Em um relatório divulgado no início de agosto, a Comissão Econômica para a América Latina (Cepal) previu que não haverá nenhuma melhora imediata. Segundo o relatório, a economia latino-americana enfrentará uma contração de 1% neste ano, em grande parte devido à implosão
da economia da Argentina.

O novo dinheiro para o Brasil será distribuído ao longo de 15 meses. É, como disse Delfim Netto, uma bóia para salvar o governo Fernando Henrique Cardoso em seus meses derradeiros e uma âncora para amarrar quem ganhar a eleição presidencial.
 

O BC VOLTA ATRÁS

Durou apenas 75 dias a tentativa do governo de dar transparência aos fundos de investimento. Na noite da quarta-feira 14, o Banco Central (BC) anunciou um pacotinho de medidas para conter a sangria de recursos iniciada no início de junho, quando passaram a valer novas regras de contabilização dos fundos.

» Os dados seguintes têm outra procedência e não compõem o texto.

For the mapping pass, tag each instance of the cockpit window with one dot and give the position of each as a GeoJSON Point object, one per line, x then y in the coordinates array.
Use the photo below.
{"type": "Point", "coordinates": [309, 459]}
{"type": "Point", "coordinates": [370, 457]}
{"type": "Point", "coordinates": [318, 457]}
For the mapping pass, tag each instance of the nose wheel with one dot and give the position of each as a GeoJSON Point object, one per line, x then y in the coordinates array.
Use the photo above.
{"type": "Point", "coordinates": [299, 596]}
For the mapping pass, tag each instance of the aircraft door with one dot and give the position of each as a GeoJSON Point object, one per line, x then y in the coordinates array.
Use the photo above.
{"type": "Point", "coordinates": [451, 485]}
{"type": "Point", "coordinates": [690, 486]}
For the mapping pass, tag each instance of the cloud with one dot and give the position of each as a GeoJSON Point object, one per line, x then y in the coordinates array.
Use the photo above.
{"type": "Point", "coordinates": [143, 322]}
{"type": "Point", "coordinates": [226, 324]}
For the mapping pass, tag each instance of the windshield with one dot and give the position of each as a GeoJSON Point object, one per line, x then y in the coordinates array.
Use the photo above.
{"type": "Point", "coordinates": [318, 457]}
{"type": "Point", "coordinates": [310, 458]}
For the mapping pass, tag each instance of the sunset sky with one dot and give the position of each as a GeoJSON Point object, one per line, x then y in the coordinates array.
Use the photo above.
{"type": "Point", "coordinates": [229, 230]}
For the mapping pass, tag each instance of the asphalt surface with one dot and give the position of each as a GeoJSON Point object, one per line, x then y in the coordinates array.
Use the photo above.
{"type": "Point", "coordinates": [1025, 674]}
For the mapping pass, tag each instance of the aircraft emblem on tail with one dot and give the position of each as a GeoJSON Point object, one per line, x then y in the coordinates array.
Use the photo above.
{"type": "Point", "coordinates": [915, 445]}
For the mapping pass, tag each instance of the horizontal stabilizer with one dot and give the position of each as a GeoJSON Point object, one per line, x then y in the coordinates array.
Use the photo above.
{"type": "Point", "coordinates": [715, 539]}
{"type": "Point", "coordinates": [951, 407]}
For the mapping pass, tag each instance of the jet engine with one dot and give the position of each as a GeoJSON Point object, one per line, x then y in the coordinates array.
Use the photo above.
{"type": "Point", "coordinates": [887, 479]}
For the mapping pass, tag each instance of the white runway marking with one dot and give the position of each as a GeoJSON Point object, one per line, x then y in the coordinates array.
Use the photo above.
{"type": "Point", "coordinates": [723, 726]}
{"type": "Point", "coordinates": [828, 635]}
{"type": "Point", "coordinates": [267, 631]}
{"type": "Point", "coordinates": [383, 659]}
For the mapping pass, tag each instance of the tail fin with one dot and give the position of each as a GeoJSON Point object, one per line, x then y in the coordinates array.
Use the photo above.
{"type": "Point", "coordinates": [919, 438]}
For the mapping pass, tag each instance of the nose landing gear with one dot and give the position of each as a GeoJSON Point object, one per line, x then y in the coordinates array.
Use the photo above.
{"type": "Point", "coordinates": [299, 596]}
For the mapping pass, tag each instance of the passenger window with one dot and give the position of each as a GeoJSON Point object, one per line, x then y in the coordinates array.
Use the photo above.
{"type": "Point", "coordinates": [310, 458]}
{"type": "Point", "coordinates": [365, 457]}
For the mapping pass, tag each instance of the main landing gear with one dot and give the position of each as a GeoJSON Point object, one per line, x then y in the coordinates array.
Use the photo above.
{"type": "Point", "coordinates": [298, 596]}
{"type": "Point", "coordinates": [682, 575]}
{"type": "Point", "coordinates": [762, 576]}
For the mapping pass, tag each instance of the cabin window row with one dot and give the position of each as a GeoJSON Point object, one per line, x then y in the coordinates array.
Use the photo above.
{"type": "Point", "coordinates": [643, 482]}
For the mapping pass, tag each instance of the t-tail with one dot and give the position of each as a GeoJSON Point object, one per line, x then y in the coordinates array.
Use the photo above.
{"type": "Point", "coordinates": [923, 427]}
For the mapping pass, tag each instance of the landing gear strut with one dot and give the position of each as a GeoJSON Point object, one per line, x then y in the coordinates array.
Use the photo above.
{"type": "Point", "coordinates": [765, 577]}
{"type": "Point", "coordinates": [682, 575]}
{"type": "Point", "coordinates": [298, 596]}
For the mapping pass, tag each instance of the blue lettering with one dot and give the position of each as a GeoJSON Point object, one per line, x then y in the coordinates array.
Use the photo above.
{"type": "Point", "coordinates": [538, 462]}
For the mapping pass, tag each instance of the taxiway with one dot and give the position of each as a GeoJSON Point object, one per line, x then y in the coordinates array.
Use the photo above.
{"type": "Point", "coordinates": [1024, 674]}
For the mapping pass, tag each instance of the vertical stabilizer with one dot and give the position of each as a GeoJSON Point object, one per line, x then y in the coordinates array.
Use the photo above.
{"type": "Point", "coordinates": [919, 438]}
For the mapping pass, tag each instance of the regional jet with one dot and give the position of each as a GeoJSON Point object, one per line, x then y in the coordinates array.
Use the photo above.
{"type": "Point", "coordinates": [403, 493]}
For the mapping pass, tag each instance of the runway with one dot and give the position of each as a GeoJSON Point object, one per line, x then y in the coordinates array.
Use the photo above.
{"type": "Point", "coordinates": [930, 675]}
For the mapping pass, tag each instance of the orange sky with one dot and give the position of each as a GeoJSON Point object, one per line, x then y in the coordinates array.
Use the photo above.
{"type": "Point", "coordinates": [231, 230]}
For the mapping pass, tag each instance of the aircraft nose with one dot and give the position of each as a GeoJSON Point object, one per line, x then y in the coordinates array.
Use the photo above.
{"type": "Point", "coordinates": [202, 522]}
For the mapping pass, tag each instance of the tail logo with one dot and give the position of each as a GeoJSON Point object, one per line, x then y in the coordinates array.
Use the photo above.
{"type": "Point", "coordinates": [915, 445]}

Mais de R$ 50 bilhões já haviam migrado para outras modalidades de investimento desde então. Até a pouco atraente poupança estava recebendo um fluxo acima da média de recursos, em detrimento dos fundos.

A chamada “marcação a mercado” (ou a definição do valor da cota a partir do valor real dos títulos em carteira) já não vale mais. Agora, os bancos poderão voltar a informar aos investidores o rendimento calculado a partir do vencimento do papel. Uma prática que o próprio BC tentou coibir quando, no meio de um feriado na virada de maio para junho, baixou a norma que agora revoga. “Nós não estamos voltando atrás”, jura o diretor de política monetária do BC, Luiz Fernando Figueiredo, dizendo que não havia outra coisa a fazer em maio.
O pacote do BC inclui uma recompra de títulos públicos que deve chegar a R$ 11 bilhões até o fim do ano. Mais uma estratégia para atrair de novo os investidores que fugiram nos últimos dois meses e meio dos fundos. Como cliente de si próprio, o governo tende a causar uma elevação na cotação dos títulos, que se vêm desvalorizando gradualmente. Com isso, eleva a remuneração e, de quebra, valoriza o próprio “produto” no mercado.

O drama todo começou quando os clientes perceberam que, com as novas regras contábeis, os fundos deixavam de ser um porto seguro para guardar as economias. Fundos até então estáveis passaram a oscilar muito, inclusive causando perdas de até 5% em
um mês. A reação, em forma de saques em massa, foi imediata. Mesmo assim, o BC mantinha a linha adotada, apostando que a maior transparência trazida pelas novas regras agradaria aos poucos. Não foi o que aconteceu. O jeito foi voltar atrás.